Greg Funston wrote:
1. What are the main advantages to Spring?
2. Why should I chose Spring over its competitors?
3. Does the advantages of learning the Spring framework come with any drawbacks/limitations?
I'm certainly going to answer this with some bias, so I welcome others to chime in with their thoughts. That said...
The primary benefits of the Spring framework (IMO) are loose-coupling with dependency injection, declarative programming (transactions, security, etc) with AOP, and a POJO-oriented model for simpler development. Taken together, these foster a development model that is geared toward solving problems rather than satisfying the whims and demands of a server.
On reason to choose Spring over its competitors is because it is the de facto standard for enterprise
Java development. But that means nothing, really...what's important is why it is chosen by so many projects--because of the benefits I mentioned above, plus because the Spring "universe" spans several areas of Enterprise Java development. And, although Spring is far-reaching, that doesn't mean you *must* use it for everything. You are certainly free to pick-n-choose which parts of Spring you want to use and which parts you'll rely on some other mechanism.

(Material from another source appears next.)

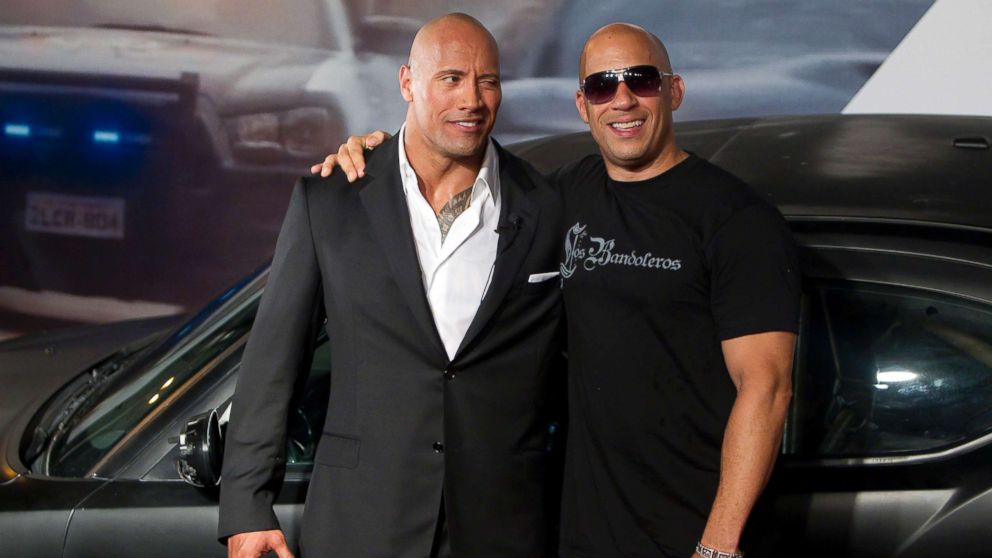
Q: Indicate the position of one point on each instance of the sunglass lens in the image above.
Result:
(600, 87)
(643, 81)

I'm not sure I understand the third question...learning Spring (or anything really) expands your mind and way of thinking. I don't see any drawbacks or limitations to that, even if you find Spring isn't for you. If you're asking of Spring has any disadvantages...well, as I said, I approach this question with a bias and have to say "no".
At one time, the major drawback of Spring was that it required that you write *PAGES* of XML, even for the simplest things. But that's no longer true. Spring has a healthy mix of configuration options including a few approaches for annotation-driven development and yes, XML.